Establishing communication with patients with residual consciousness is one of your main objectives. Are we entering into the world of the brain-computer interface here?

In 2006, within the framework of a collaboration between the Coma Science Group and the University of Cambridge, we were able to detect residual consciousness in an English patient, who showed the clinical signs of a vegetative state, using fMRI. We asked her to actively perform two mental imagery tasks: to imagine playing tennis, on the one hand, and to imagine walking through her house, on the other hand. We showed that the mapping of her brain activations coincided every time with those previously recorded in healthy volunteers asked to perform the same imagery tasks.

In 2010, thanks to real-time fMRI, we managed to “interact” with a patient in Liège who was initially considered to be in a vegetative state, whereas he did in fact have residual consciousness. We asked him simple questions to which he had to reply yes or no.
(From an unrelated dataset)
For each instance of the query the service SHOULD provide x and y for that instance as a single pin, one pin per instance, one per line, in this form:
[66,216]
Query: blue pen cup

Since the real-time fMRI wasn’t sufficiently precise to characterise the patterns of the respective "yes" and "no" brain activations, we instructed the patient to imagine playing tennis if he wanted to answer yes to a question and to imagine walking through his house if he wanted to say no. It turned out that he answered correctly to the questions asked and that we consequently entered into communication with him.

As fMRI is both an unwieldy and expensive technique, the European DECODER project, in which the Coma Science Group is participating, aims to develop reliable, portable and cheap communication tools. The route currently undergoing the most investigation is that of cognitive evoked potentials, which is detected using electroencephalography.